Another was even bleaker. “Our hope is gone. He was our hero.”

***


When Dr. Li Wenliang sent his fateful WeChat message, nobody had heard of COVID-19—and the Chinese state seemed determined to keep it that way. By the time of his death just 40 days later, 545 residents of Wuhan were dead of the virus, with a further 154 elsewhere in China. A staggering 37,198 cases in total had been recorded throughout the country, with an additional 354 cases recorded in other countries, including Thailand, South Korea, Taiwan, Malaysia, Singapore, Vietnam, India, Russia, the United Arab Emirates, Australia, Canada, and the United States, as well as no fewer than eight European countries, including the United Kingdom.

In the port of Yokohama, Japan, 3,700 passengers and crew had been quarantined onboard the cruise ship Diamond Princess. At least 712 of them would test positive for the virus, and 13 would die of the disease.

How could COVID-19 spread so swiftly, so far, even after the warnings of Wuhan? The first portion of blame unquestionably lies with Xi Jinping, the general secretary of the Communist Party of China and president of the People’s Republic. Even as Dr. Li lay in intensive care, President Xi made a decision that would ultimately condemn the world: he allowed five million people to leave the epicenter of the virus without being screened. By the time Wuhan and other cities in Hubei Province were locked down on January 23, it was already too late.

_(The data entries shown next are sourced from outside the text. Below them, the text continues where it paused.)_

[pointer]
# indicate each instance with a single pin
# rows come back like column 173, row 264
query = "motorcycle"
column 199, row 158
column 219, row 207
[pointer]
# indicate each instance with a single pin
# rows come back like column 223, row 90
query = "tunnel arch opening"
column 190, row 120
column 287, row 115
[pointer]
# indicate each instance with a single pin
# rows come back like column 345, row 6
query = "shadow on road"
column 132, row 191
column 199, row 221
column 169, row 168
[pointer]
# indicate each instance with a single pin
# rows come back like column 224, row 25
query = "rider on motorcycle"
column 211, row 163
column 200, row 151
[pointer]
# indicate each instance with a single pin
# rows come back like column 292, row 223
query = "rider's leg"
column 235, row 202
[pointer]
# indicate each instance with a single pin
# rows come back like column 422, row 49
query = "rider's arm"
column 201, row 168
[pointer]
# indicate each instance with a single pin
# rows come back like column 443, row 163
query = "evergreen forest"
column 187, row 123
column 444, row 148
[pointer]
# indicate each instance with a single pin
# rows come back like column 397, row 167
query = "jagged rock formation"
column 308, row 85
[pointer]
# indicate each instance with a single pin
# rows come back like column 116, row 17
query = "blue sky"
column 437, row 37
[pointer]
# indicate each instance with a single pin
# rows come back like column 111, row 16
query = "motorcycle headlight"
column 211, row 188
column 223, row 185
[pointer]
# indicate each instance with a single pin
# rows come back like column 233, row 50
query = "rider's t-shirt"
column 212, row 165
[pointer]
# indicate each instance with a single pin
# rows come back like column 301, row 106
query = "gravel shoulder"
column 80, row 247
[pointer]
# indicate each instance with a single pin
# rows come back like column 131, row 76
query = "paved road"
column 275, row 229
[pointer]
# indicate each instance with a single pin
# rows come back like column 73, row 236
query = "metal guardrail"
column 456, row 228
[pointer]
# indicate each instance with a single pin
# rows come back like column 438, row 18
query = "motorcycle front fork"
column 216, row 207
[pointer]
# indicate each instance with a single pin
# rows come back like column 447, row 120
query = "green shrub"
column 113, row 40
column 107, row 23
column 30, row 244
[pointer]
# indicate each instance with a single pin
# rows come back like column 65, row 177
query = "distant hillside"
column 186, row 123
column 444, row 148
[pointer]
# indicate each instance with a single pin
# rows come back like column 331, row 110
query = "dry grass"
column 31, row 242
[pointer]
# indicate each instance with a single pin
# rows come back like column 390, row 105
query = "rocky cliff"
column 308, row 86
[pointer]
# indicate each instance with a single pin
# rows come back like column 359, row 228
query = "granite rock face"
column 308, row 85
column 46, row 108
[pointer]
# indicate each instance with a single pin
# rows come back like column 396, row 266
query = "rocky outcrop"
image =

Dr. Li was right to be frightened when he saw that first patient report. This new coronavirus was unlike anything in living memory—for speed of transmission, for virulence, and for its utter lack of discrimination as to who it infected. He only wanted to warn the world.

Why were such efforts made to keep him from doing so? And just how deep does the cover-up go? The following chapters will expose the extraordinary lengths the Chinese government continued to go to in order to conceal the true horror of COVID-19 even after Dr. Li’s death—but will also tell how they have not been the only world power to do so. We will show how the British and American governments in particular have arguably exceeded even the worst of Beijing’s COVID-19 crimes.

In death, Dr. Li will be remembered as one of the most important whistleblowers the world has ever seen. He spoke up. He told the truth. He had public integrity. Yet he died as a result. As great a tragedy as Dr. Li’s death is, attention must now—quite rightfully—turn to those who covered up the depth and destructive nature of the disease.

The chain of events that led from that initial diagnosis of a single delivery worker at Huanan wet market to the most terrifying pandemic of the modern age is a story about the failure of those we trust to look after us. Not doctors—the doctors have been heroes—but those in government. It goes far deeper than President Xi Jinping. It traverses the globe to Europe, Brazil, the United Kingdom—and ultimately, to the White House itself.

In a tearful video posted to social media the day after his death, Li Wenliang’s mother had a stark and simple message for the men and women in power worldwide.

“We will not be OK if they do not give us an explanation.”